Observation: After removing outliers, train accuracy using Decision Tree has improved from 0.893 to 0.937 and test accuracy of Decision Tree is improved from 0.808 to 0.869.

#### Random Forest Classifier

In [None]:
%%time
#Computational time ~ 
RF= RandomForestClassifier(n_estimators=100,class_weight='balanced')
RF.fit(X_train, y_train)

y_pred = RF.predict(X_train)
acc_train_RF_outliers=accuracy_score(y_train, y_pred)

y_pred = RF.predict(X_test)
acc_test_RF_outliers=accuracy_score(y_pred,y_test)
mat_rf_no_outliers = confusion_matrix(y_pred,y_test)

frame=pd.DataFrame(severity_count_y_test_no_outliers,index=["Severity count in test_data"])
display(frame)

frame=pd.DataFrame({"Train":[acc_train_lr,acc_train_knn,acc_train_dt,acc_train_RF,acc_train_dt_no_outliers,acc_train_RF_outliers],
                    "Test":[acc_test_lr,acc_test_knn,acc_test_dt,acc_test_RF,acc_test_dt_no_outliers,acc_test_RF_outliers]},
                   index=["Logistic","KNN","Decision tree","Random forest","Decision tree:No outliers","Random forest:No outliers"])
display(frame)

plt.figure(figsize=(8,4))
plt.subplot(121)
sns.heatmap(mat_dt_no_outliers, square=True, annot=True, fmt='d', cbar=False,xticklabels=[2,3],yticklabels=[2,3])
plt.xlabel('True label')
plt.title('Decision tree')

plt.subplot(122)
sns.heatmap(mat_rf_no_outliers, square=True, annot=True, fmt='d', cbar=False,xticklabels=[2,3],yticklabels=[2,3])
plt.xlabel('True label')
plt.title('Random forest')

plt.show()


By using random forest, the test accuracy has been improved to 0.88 and number of correct labeling for severity level 2 has improved 

<a id='Summary'></a>
#### 4.0 Summary and conclusions

A large dataset of around 1 GB consists of 3 million accidents is used in this project.
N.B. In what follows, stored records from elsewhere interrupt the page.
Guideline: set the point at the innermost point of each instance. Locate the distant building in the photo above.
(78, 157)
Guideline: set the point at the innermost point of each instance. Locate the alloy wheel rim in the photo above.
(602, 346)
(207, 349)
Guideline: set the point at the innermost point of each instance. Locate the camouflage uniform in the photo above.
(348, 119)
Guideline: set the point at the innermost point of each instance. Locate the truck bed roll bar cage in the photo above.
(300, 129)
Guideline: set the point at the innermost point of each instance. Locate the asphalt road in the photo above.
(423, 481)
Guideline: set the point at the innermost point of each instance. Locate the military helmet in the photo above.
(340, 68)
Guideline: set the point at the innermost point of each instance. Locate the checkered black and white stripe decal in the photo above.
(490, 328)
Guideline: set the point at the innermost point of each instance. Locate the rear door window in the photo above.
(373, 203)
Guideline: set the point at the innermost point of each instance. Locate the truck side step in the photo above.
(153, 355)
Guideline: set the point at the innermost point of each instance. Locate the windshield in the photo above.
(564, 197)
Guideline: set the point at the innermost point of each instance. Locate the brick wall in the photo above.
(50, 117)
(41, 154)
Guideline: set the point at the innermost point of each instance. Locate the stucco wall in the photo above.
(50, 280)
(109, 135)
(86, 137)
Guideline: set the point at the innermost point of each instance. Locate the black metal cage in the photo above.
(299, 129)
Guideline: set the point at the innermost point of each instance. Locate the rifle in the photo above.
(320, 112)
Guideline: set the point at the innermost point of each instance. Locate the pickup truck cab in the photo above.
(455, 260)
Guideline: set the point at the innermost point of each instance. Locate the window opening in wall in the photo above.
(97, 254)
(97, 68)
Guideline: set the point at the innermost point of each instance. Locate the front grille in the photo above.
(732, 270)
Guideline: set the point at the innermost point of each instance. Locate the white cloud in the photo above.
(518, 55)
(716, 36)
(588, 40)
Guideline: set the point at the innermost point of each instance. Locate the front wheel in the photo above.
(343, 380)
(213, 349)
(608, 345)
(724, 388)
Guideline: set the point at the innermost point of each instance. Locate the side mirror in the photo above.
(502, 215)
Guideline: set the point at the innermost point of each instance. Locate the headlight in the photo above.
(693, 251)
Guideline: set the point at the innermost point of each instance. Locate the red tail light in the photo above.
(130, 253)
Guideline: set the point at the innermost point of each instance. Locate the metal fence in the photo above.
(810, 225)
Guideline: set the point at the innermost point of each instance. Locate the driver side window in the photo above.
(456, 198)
To analyze the accidents, the dataset is cleaned systematically and EDA is performed using several iterations. 

The computational power of my laptop is not sufficient to build a model on the entire dataset. From Exploratory Data Analysis (EDA), it is observed that the state California has more accidents compared to other states, and the San Francisco bay area has around one-fifth of California accidents. Hence machine learning models are developed to predict accident severity for the California bay area.

Initially, basic models such as Logistic Regression and KNN were used to build the predictive model. The models yielded poor accuracy and hence the accuracy was improved by using models: Decision tree Classifier, Random Forest Classifier. Random forest algorithm predicted severity with a training and test accuracy of 0.99996 and 0.854195 respectively. 

To further improve the accuracy, outliers in severity levels are removed and a train and test accuracy of 0.999976 and    0.879851 is achieved respectively.